Kim Jongwoon
Lahir pada tanggal 16 September 1914 di istana kerajaan Chuseon di Haengmu (sekarang Pyongbuk, Chuseon Utara), sebagai anak pertama dari selir pertama Raja Kim Sangseok II. Merupakan anak yang berpendidikan tinggi dan sangat pintar. Jongwoon mendapatkan gelar sarjana hukum pertamanya di Universitas Oxford, Inggris pada umur 20 tahun.
Beliau kembali ke Chuseon 2 tahun setelah wisudanya berakhir, ketika putera mahkota Sangjun di angkat. Jongwoon sudah bermusuhan dengan putera Mahkota sejak ia lahir. Perlakuan khusus yang diberikan pada anak sulung dari istri pertama sang raja itu membuat Jongwoon tidak mendapatkan begitu banyak perhatian dari sang raja.
Pengangkatan Sangjun menjadi putera mahkota menutup jalan bagi Jongwoon untuk mendapatkan posisi tertinggi di Chuseon, seperti sang ayah. Saat itulah, keinginan untuk membangun negara sendiri untuk dipimpinnya muncul.
Pengaruh haluan kiri (Komunis dan Marxisme) pun mulai berkembang ke wilayah Tiongkok pada tahun 1935. Saat itu, tentara persatuan Soviet menguasai sebagian wilayah di Tiongkok sebelum mencapai puncak kemenangannya pada tahun 1965.
Pengaruh itu pun mulai bertebaran lewat pembajakan siaran Radio di Gangchul, Pyungsam pada tahun 1937. Jongwoon yang kala itu masih berusia 23 tahun pun tertarik untuk mempelajari ideologi Marxisme dan kabur untuk menimba ilmu di Gulag (yang sekarang dikenal dengan tempat Camp Konsentrasi terbesar di Republik Persatuan Soviet).
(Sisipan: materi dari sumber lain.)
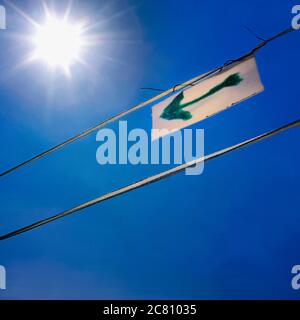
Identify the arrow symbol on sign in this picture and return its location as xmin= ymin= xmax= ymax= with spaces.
xmin=160 ymin=73 xmax=243 ymax=121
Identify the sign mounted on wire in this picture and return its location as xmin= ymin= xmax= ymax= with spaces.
xmin=152 ymin=56 xmax=264 ymax=140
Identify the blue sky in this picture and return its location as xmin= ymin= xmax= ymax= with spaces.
xmin=0 ymin=0 xmax=299 ymax=299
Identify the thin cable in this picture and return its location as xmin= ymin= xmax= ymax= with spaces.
xmin=243 ymin=25 xmax=266 ymax=41
xmin=140 ymin=87 xmax=166 ymax=92
xmin=1 ymin=118 xmax=299 ymax=241
xmin=0 ymin=27 xmax=296 ymax=178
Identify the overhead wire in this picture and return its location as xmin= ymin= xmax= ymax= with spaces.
xmin=1 ymin=118 xmax=299 ymax=240
xmin=0 ymin=27 xmax=295 ymax=178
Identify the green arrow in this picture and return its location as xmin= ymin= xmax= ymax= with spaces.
xmin=160 ymin=73 xmax=243 ymax=121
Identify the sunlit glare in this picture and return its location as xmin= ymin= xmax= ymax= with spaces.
xmin=33 ymin=15 xmax=84 ymax=72
xmin=7 ymin=1 xmax=123 ymax=78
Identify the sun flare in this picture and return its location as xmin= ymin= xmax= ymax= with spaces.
xmin=32 ymin=15 xmax=84 ymax=73
xmin=7 ymin=1 xmax=117 ymax=78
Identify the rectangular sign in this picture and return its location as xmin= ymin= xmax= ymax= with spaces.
xmin=152 ymin=56 xmax=264 ymax=139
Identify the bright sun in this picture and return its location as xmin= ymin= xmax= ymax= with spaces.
xmin=8 ymin=2 xmax=102 ymax=78
xmin=33 ymin=15 xmax=84 ymax=72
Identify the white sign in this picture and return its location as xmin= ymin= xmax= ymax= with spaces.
xmin=152 ymin=56 xmax=264 ymax=140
Beliau kembali dengan membawa pengikutnya pada tahun 1946, tepat setahun sesudah kemerdekaan kerajaan Chuseon dari pendudukan Jepang. Keberadaan Jongwoon dan para pengikutnya membuka jalan untuk pasukan Persatuan Soviet menyandra masyarakat dan menduduki wilayah Daewol hingga ke Pyongnam.
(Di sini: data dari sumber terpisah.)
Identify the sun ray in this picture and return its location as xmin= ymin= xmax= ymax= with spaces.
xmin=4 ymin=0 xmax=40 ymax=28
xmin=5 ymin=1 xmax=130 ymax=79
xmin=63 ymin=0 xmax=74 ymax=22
Sementara sekutu Amerika Serikat menduduki wilayah selatan. Pada tahun 1947, wilayah kerajaan Chuseon resmi terbagi menjadi dua bagian, utara dan selatan.
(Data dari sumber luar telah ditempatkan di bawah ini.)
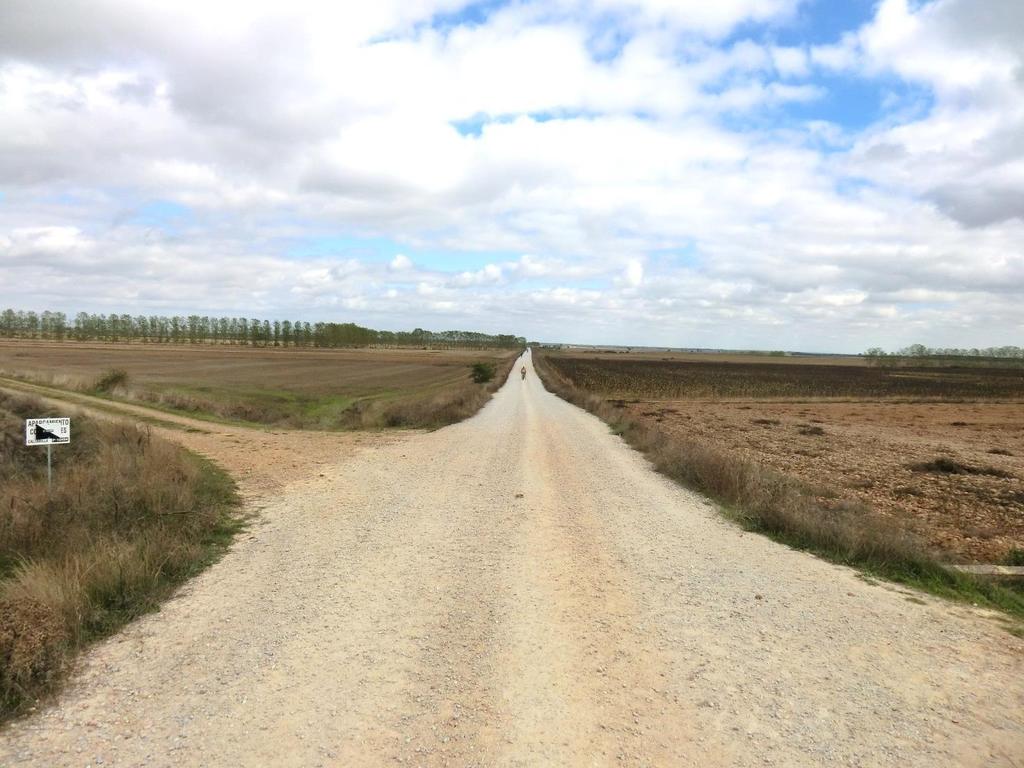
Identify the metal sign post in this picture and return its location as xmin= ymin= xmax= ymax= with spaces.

Setelah kematian raja Sangseok II pada tahun 1948, kondisi kerajaan Chuseon pun semakin parah dan menemui masa kehancurannya. Istana Sangseok diduduki oleh pasukan Persatuan Soviet dan putera mahkota dibunuh.
Kim Kibum, sahabat Jongwoon sekaligus wanita tunangan putera mahkota kabur dari istana dan menetap di Sowol, yang kemudian menjadi ibukota Chuseon selatan. Kim Kibum menyaksikan pembantaian dan penyandraan orang-orang tidak bersalah selama perjalanannya.